[sleuthkit-developers] Re: IO Subsystem patch for fstools

SourceForge Headquarters 225 Broadway Suite 1600 San Diego, CA 92101 +1 (858) 422-6466

On Feb 9, 2004, at 3:44 AM, Michael Cohen wrote:

>> Yea, but autopsy or flag need to store all of those options as well in
>> their own configuration file so that they can pass them to the 
>> fstools.
>>   It would seem more flexible if the sleuth kit had a configuration 
>> file
>> for the image, which could then be used by any GUI (including autopsy,
>> flag, rex etc.)
> The problem with this approach is that the fstools are then too 
> integrated
> with the GUI, especially if the configuration file becomes so complex 
> that
> you really need a GUI to make one. In that case you cant just use them 
> by
> themselve. Is that something we are prepared to live with? Or is a 
> design
> goal to make small self contained tools that may be used from the 
> command
> line?

I guess that depends on how complex the config file is.  RAID systems 
are obviously the most complex  Is there a way that we can make the 
config file fairly simple and have the maps built into the sleuth kit 
instead of the GUI?  That will be faster to load as well if it just has 
to read a few parameters from the config file instead of a full 
mapping.

>
>> Sure.  For this to work with the Sleuth Kit though, there must be the
>> ability to create the configurations in the sleuth kit.   If the only
>> way to create the map is in flag, then that doesn't do autopsy any 
>> good
>> or future interfaces and it doesn't make sense to replicate the stuff
>> in each gui.
>
> Thats true. However, a raid map must be generated internally anyway in 
> order
> to reassemble the individual raid implementations (e.g. lvm, linux 
> raid,
> etc).  Perhaps we can have different IO subsystems which all they do is
> generate a generic map and then call the generic raid implementation? 
> So for
> example say we have a generic raid io subsystem as described above 
> that takes
> on a raid map as input, then we have another subsystem called lvm for 
> example
> which accepts a bunch of lvm specific parameters and then generates a 
> raid
> map and calls the generic raid io subsystem. This way autopsy doesnt 
> need to
> be able to build a generic map in the gui, but one will be built
> automatically as required. If the user works out a way to build a raid 
> map by
> some other means (i.e. some other GUI, by hand, or whatever), they can 
> still
> use the generic raid implementation.

I would rather let each of the RAID types have their own data 
structures and read functions.  That seems much more simple, scalable 
and efficient to run.   It seems that making a map for every type of 
RAID system is like trying to make a mapping for all file systems so 
that we can use generic code for processing.
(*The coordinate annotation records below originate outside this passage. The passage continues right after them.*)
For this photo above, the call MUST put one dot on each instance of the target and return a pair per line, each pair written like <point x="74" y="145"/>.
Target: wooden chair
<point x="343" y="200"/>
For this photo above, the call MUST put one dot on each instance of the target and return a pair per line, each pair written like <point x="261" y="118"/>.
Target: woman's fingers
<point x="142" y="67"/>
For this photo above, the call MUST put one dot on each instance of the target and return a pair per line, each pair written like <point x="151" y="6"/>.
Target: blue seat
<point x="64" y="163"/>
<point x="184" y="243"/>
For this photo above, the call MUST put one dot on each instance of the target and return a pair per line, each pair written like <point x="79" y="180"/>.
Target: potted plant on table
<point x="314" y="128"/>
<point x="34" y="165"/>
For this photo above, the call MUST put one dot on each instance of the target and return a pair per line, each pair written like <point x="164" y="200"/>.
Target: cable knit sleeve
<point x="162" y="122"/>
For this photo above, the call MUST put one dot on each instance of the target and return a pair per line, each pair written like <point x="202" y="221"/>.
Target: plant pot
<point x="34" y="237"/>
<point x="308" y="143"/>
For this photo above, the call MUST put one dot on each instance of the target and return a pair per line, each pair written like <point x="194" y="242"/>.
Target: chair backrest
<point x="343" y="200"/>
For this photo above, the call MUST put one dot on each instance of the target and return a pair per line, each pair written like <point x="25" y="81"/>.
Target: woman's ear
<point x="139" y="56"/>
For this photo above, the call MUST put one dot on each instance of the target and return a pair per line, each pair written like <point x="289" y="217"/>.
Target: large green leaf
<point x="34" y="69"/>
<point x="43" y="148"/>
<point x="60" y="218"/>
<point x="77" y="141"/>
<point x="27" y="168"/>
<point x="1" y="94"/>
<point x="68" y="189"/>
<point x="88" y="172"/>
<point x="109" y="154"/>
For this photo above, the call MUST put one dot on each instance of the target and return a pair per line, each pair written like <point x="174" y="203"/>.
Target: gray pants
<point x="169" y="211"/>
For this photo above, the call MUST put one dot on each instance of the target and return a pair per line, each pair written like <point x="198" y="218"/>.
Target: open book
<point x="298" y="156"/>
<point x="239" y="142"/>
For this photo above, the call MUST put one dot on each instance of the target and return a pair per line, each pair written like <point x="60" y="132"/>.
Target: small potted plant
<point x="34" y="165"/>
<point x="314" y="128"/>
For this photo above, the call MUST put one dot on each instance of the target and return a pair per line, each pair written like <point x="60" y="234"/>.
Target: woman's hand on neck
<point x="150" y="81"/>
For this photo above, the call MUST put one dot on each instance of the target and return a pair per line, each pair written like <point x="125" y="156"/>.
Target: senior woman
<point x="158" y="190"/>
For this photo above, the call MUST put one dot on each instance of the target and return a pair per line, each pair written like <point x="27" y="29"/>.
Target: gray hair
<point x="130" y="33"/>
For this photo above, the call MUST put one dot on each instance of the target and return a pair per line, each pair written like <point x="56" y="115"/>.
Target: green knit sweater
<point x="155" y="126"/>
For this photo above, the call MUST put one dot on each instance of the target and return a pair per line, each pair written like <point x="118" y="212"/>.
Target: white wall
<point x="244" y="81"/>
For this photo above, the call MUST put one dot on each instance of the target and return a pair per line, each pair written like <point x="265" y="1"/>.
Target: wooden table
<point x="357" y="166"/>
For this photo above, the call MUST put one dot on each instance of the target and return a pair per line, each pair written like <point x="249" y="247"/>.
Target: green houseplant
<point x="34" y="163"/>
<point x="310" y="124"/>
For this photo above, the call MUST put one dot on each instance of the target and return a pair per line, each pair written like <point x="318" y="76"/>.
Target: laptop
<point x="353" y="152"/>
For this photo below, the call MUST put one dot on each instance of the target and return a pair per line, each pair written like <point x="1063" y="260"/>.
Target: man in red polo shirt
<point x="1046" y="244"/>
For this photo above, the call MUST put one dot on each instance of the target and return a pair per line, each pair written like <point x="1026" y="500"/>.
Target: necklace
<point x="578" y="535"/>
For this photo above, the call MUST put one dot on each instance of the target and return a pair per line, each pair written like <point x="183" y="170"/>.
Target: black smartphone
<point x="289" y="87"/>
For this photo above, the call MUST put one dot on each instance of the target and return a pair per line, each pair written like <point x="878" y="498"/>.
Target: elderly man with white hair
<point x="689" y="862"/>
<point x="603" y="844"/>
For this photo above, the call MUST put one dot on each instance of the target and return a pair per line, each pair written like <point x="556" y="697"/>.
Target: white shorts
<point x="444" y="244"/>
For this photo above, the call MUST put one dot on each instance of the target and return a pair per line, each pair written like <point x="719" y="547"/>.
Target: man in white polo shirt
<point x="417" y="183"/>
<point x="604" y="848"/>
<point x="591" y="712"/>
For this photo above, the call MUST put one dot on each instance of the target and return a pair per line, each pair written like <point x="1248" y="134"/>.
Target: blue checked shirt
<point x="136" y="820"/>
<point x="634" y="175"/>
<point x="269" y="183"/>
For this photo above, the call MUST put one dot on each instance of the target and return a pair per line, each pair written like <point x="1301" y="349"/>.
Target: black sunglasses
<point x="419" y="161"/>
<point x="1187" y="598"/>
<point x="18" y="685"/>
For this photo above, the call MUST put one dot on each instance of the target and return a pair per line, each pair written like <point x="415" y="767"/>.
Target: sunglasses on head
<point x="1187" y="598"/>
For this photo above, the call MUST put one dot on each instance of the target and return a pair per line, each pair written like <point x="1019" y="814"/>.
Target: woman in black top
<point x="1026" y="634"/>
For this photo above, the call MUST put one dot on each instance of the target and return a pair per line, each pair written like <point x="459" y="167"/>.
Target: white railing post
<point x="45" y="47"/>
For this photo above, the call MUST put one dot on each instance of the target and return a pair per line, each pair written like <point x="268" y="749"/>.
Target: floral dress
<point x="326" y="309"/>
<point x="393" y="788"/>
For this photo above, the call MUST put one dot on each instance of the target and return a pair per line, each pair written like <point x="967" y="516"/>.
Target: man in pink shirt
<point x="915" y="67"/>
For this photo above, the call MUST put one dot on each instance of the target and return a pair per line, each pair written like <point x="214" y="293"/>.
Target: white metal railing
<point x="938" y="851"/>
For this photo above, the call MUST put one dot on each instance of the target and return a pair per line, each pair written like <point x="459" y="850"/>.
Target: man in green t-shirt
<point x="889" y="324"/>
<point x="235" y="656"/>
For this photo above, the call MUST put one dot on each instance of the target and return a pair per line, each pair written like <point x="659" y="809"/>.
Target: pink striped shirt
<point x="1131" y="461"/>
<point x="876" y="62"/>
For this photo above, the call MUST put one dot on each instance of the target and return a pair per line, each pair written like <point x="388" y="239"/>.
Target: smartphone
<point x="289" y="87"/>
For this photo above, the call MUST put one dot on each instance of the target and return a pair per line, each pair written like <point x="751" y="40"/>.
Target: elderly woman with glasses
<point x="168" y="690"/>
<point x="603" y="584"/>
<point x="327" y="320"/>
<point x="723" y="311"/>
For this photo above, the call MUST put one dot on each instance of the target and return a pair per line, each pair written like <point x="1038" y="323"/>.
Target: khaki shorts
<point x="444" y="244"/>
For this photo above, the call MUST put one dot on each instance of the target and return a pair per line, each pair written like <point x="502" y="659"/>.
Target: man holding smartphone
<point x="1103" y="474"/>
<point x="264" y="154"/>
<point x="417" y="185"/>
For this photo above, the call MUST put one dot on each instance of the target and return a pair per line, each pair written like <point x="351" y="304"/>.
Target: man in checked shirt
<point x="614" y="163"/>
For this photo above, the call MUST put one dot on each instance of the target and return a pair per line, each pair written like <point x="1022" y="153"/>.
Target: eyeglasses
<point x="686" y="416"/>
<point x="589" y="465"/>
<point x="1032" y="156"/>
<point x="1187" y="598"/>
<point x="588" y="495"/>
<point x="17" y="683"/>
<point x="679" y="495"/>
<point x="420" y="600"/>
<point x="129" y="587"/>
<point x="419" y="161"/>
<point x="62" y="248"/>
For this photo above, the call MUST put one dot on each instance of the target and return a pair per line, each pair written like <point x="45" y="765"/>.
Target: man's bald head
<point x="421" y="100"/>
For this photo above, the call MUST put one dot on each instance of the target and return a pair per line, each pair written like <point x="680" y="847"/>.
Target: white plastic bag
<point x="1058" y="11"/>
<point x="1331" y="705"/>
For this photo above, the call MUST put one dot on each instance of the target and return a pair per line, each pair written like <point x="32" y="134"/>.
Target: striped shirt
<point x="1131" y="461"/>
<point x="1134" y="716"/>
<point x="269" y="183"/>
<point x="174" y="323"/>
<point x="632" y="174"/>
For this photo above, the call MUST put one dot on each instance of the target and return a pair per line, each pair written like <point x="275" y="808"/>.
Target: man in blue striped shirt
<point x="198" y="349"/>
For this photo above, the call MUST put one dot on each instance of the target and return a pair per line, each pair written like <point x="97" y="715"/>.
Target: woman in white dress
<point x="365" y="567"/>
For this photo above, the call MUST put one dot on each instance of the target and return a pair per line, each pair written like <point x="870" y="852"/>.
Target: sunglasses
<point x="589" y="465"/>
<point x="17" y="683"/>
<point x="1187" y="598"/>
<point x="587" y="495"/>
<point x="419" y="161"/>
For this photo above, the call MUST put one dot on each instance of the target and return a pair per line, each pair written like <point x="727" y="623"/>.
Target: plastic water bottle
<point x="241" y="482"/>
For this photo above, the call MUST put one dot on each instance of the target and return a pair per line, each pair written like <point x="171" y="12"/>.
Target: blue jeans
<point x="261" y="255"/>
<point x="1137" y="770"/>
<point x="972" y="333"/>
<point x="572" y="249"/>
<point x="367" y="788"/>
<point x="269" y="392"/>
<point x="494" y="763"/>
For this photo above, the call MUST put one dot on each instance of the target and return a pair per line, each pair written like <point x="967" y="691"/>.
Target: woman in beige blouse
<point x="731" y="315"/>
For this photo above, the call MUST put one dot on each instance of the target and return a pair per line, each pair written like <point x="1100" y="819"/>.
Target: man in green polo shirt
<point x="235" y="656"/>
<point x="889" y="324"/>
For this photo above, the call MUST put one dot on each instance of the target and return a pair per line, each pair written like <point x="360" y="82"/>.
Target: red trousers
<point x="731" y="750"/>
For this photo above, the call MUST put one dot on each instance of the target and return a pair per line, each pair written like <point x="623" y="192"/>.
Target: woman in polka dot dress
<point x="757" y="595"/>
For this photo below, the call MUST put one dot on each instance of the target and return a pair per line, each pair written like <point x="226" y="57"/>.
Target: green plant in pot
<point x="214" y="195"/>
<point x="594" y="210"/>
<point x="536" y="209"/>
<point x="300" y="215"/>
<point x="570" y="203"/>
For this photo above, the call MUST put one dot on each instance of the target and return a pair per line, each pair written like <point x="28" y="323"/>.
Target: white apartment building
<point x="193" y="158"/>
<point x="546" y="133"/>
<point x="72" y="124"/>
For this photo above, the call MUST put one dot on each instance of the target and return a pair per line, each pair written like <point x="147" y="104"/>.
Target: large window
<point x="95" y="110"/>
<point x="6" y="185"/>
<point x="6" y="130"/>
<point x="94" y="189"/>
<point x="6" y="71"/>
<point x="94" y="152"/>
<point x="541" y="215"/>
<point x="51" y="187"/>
Maybe we can have a type for generic RAID, but for Windows LDM or the 
Linux RAID configurations where the data structures and layout are 
known I would rather have standard code.  That is much easier to audit 
as well.  If someone wants to review what is going on, having to audit 
a raid map would be a major pain.

>
>>> Maybe it would make more sense to populate the IO_INFO structure
>>> inside the
>>> FS_INFO structure?
>>
>> I would rather not.  I would prefer to keep the file system code
>> separate from the image format code.  In fact, I would even consider
>> making all of this image stuff its own library,
>> imgtools maybe.  It seems much more logical to call the file system
>> processing code with the filled in IO_INFO structure and let it read
>> from it.  The file system code would never touch any of the file
>> descriptors, it would just call the read functions.  This also allows
>> the 'mm...' tools to use the image formats and any other future tools,
>> such as memory images that are split or saved in another tool's
>> proprietary format.
>
> Just to clarify what you are saying... Are you proposing to make the
> io_subsystem and file system code into seperate libraries, and then the
> individual tools (e.g. fls) would open the subsystem, and initialise 
> it, and
> then call the file system code giving it a filled in IO_INFO 
> structure? If I
> understood your comment right it sounds great.
>
> So the IO_INFO structure will contain function pointers to the 
> read_random and
> read_block which will be initialised by the constructor, and the fs 
> code
> would just call those methods? Sounds great:

Yea.  That seems to scale the best.

> FS_INFO *
> ext2fs_open(const char *name, unsigned char ftype)
>
> Changes to:
> FS_INFO *
> ext2fs_open(IO_INFO *io)
>
> (BTW do you think that ftype is a little redundant here?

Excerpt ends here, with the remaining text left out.